Semplicemente, da sempre tradiva la moglie con una donna di corte: la vedova dell’Arl, odiosa quanto brutta!
Era dunque colpevole di aver bruciato la gioventù di sua moglie, la quale a dispetto delle apparenze amava il marito di un’ossessione non corrisposta. E più lui l’allontanava, più lei lo umiliava, giacendo al fianco degli stessi servi che il giorno dopo gli avrebbero servito il pranzo.
«Non vorrai ricominciare?», trillò lei, «mio marito potrebbe scoprirci.»
«Non è forse per questo che mi accogli, ogni notte?», tentò di stuzzicarla, pur non avendo voglia di riprendere quella danza.

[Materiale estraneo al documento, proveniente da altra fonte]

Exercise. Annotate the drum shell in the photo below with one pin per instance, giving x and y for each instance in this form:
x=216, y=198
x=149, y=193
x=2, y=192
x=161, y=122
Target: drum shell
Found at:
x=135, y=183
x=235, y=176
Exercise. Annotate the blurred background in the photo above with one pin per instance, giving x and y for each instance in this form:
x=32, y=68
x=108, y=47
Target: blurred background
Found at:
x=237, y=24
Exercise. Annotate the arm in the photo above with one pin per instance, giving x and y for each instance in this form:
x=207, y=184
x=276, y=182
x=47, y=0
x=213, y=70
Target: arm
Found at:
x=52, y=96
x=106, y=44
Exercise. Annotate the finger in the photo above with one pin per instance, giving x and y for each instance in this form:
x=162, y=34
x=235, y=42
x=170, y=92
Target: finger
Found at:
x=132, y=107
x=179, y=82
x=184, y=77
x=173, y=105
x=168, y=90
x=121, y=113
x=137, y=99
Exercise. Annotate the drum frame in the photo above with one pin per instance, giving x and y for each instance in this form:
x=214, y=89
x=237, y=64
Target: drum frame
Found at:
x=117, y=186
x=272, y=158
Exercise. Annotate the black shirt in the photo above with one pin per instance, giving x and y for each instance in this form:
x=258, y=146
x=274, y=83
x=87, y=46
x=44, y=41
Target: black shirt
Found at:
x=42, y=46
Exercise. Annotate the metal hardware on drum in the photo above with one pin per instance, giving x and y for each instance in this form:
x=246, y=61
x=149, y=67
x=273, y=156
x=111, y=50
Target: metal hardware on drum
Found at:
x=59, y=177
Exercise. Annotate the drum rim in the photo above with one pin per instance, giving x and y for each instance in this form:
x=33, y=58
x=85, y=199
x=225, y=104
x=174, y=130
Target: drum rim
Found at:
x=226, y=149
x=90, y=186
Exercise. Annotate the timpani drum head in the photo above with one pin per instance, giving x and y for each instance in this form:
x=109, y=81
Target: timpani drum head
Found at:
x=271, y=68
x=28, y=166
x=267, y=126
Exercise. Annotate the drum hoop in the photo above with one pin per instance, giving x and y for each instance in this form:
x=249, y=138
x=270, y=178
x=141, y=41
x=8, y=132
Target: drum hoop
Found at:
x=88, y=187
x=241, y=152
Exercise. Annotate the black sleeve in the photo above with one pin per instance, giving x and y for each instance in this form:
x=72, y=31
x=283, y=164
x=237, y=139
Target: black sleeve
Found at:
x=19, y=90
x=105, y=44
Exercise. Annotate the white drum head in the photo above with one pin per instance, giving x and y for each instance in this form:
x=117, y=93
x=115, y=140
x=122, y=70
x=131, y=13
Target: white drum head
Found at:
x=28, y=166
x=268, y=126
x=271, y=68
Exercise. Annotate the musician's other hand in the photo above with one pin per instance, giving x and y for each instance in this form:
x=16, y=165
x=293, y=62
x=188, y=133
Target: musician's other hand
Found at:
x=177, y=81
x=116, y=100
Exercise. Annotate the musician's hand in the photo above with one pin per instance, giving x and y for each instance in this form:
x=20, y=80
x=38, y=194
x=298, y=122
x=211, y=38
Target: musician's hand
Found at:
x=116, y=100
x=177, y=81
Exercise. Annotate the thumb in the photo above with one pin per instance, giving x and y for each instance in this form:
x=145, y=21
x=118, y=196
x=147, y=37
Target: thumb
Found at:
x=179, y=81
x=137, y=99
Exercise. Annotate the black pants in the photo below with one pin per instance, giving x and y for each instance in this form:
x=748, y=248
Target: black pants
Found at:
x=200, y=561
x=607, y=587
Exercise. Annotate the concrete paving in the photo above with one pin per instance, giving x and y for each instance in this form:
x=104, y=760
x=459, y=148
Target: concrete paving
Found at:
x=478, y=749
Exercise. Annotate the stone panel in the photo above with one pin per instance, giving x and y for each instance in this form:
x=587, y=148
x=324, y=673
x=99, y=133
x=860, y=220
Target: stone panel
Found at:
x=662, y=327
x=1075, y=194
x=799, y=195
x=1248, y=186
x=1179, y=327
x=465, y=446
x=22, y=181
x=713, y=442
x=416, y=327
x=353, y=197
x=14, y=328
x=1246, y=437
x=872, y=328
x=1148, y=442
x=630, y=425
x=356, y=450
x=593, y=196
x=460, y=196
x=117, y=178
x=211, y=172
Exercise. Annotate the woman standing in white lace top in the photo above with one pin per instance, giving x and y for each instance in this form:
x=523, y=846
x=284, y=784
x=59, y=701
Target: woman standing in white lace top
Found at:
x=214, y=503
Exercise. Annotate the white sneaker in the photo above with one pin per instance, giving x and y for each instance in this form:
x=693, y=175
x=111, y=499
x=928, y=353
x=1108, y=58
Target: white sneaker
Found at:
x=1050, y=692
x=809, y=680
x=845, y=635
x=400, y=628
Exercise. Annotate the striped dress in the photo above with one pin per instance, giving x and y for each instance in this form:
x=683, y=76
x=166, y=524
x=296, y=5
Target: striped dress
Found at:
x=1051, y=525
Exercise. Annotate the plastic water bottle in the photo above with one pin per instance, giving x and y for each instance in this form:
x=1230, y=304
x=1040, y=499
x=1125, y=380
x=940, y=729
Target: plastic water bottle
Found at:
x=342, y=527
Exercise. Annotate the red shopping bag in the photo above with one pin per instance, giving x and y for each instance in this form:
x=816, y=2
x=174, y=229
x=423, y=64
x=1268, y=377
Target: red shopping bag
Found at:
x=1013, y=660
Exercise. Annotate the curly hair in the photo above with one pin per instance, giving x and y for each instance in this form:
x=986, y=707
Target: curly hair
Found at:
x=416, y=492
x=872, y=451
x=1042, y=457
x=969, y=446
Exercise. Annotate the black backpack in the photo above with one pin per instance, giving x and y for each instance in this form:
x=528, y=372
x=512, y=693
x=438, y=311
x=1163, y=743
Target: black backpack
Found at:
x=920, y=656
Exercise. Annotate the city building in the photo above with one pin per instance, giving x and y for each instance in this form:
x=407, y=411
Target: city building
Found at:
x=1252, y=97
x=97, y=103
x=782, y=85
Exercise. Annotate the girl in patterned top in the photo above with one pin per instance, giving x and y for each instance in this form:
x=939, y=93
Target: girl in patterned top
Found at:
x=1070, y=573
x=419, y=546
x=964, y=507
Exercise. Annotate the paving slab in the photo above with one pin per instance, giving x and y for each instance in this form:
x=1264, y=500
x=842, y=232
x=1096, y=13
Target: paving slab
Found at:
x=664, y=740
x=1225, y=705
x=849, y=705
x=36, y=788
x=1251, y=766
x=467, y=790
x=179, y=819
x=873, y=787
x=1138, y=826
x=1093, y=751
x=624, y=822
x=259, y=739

«Mio caro, non sai che il sospetto uccide molto più di un pugnale?», lo istruì Clora, « tra poco sarà l’alba a scoprirci di nuovo», continuò, rannicchiandosi verso la finestra aperta, il cielo nero ancora in tumulto. Un lampo le illuminò la pelle candida.
Era così stanca! Sentiva le palpebre pesanti.
Tuttavia, quando sentì che l’elfo stava per lasciarla, capì di non averne abbastanza, «Raccontami di te, della tua vita, prima che ti prendessi con me.» Volle sapere con voce debole, per compiacersi della sua malata filantropia.
Zevran era fermo, seduto sul bordo del letto; c’era silenzio nel palazzo, quanto fuori imperversava la tempesta.
Tutti zitti.
La sua voce si levò sopra il sonno di tutti, «Quel giorno, faceva caldissimo, e mi comprarono per un pugno di argento!»
«Questa è la nostra storia», lo ammonì la vecchia, sempre più fiacca.
«Lo è…», le concesse, «allora faceva freddissimo»
«Quando?»
«Quando sono nato»
Lo contraddisse un’ultima volta: «E come fai a saperlo?»
«Perché fa sempre freddo quando nasci dalla morte.»